LA LETTRE DE LA FABRIQUE.JANVIER 2021

Une Scic à la pointe de la tradition et de la modernité

LA LETTRE DE LA FABRIQUE.JANVIER 2021

Si l’on ne regardait que les chiffres, le mois de janvier 2021 inciterait à un optimisme raisonné et mesuré, car le résultat obtenu est supérieur à celui de janvier 2020, dans un mois pourtant creux généralement. Et le bilan comptable de cette année si particulière nous sera communiqué très prochainement.

Si l’on ne regardait que le dynamisme de l’équipe de l’atelier, qui a choisi de travailler à fond, malgré les circonstances, pour préparer au mieux la saison d’été, on serait d’un optimisme bien pensé.

Si l’on ne regardait que l’évolution des décors, des formes, de la production, les aménagements réalisés dans l’espace boutique et la satisfaction quasi générale des visiteurs, on serait d’un optimisme légitime.

Mais il y a une réelle inceritude qui pèse sur les mois à venir et nombre d’interrogations. Les trois restaurants du village gardent portes closes et cette situation, terrible pour eux depuis de trop longs mois, pèse fort sur la fréquentation de la Fabrique. L’horizon de leur réouverture n’est pas encore fixé et l’on entend parler de l’été prochain, sans vraiment savoir. Triste nouvelle tant nos destins sont fortement liés. A l’heure du couvre feu, le village est d’un calme impressionnant. Mais avant le couvre feu, le village est d’un calme édifiant. Les vacances prochaines permettront peut être de retrouver un peu de monde dans les rues, pas sur les terrasses.

Et puis, à ce jour, une autre incertitude pèse sur le devenir de la Fabrique, au niveau de la boutique.

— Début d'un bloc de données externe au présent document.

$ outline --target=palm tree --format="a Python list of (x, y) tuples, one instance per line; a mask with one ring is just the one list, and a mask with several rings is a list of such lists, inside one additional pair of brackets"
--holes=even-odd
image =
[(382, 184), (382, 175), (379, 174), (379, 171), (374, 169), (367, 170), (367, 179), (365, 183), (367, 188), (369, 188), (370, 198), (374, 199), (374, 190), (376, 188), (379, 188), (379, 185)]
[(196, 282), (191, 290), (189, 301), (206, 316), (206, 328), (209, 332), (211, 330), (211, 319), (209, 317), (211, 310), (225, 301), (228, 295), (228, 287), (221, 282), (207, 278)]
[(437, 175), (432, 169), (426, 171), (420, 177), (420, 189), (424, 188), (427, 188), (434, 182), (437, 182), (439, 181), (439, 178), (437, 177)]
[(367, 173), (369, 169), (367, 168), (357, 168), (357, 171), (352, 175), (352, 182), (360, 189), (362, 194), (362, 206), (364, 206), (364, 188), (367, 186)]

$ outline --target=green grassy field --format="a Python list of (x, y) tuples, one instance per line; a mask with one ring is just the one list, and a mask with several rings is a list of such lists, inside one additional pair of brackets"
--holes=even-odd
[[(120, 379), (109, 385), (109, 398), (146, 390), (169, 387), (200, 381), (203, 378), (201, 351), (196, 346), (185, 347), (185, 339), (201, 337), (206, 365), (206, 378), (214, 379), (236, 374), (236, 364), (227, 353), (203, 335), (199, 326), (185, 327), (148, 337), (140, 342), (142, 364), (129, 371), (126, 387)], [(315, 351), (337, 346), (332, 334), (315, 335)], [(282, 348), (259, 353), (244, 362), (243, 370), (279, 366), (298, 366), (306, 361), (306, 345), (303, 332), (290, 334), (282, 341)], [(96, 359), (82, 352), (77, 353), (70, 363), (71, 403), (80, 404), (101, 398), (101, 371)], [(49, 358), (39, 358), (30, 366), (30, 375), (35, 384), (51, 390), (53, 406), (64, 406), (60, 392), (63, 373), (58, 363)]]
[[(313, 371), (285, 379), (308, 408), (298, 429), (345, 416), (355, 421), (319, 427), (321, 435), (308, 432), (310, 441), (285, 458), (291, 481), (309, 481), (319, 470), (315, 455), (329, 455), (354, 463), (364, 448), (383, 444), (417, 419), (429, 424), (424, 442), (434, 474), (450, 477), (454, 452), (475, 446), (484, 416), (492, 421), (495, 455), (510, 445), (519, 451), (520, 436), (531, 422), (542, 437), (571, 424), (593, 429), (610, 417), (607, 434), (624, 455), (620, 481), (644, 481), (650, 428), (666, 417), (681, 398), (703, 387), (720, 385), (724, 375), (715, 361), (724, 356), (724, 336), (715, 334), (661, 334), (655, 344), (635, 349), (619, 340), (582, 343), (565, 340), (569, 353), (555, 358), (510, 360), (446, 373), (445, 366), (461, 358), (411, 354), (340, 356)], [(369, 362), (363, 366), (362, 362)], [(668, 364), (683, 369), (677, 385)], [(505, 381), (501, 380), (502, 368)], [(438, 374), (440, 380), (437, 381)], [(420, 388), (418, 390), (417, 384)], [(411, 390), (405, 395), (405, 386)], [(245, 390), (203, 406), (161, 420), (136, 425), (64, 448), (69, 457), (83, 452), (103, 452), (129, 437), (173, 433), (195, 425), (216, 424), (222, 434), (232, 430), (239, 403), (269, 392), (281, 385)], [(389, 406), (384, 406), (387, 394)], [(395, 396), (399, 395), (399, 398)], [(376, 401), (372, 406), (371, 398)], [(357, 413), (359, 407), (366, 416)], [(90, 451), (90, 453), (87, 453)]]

La nouvelle municipalité, et cela est bien légitime, souhaite réfléchir à la suite du programme prévu des travaux, notamment à la poursuite ou non de la troisième tranche des travaux, qui devait concerner, entre autres travaux, la démolition-reconstruction de l’espace vente. A l’heure actuelle, le programme est suspendu et une réunion de la commission urbanisme se tiendra vendredi 5 février, avant des décisions qui seront prises par le conseil municipal. Le montant de ces travaux est très élevé et ne concerne pas que l’espace de vente, mais celui-ci, bâti en 1935 et réaménagé récemment, garantit la quasi totalité des revenus de la SCIC. Si la possibilité de s’installer provisoirement dans la salle d’expo est envisagée, y demeurer longtemps ne peut être une solution, cet espace n’ayant pas été conçu et pensé pour cela. Et puis, si l’autorisation est donnée à l’association D554 par la Préfecture au regard de la crise sanitaire, une exposition du travail de Jérôme Galvin, céramiste de renom, est prévue de mi mai aux journées du patrimoine. Evènement culturel et artistique de tout premier plan, qui devrait conduire beaucoup de monde dans l’enceinte de la Fabrique.

A l’heure actuelle, les stages sont suspendus jusqu’à nouvel ordre, alors qu’ils faisaient le plein. La municipalité nous accorde le non versement du loyer de cet atelier (200 euros mensuels sans les charges sur un montant total de 1430 euros sans les charges), ce qui est un geste apprécié.

Quelles que soient les décisions qui seront prises par le conseil municipal en matière de travaux, il est important pour le devenir de la Fabrique de vivre la saison estivale dans les murs de la boutique actuelle.

Je vous remercie de votre attention.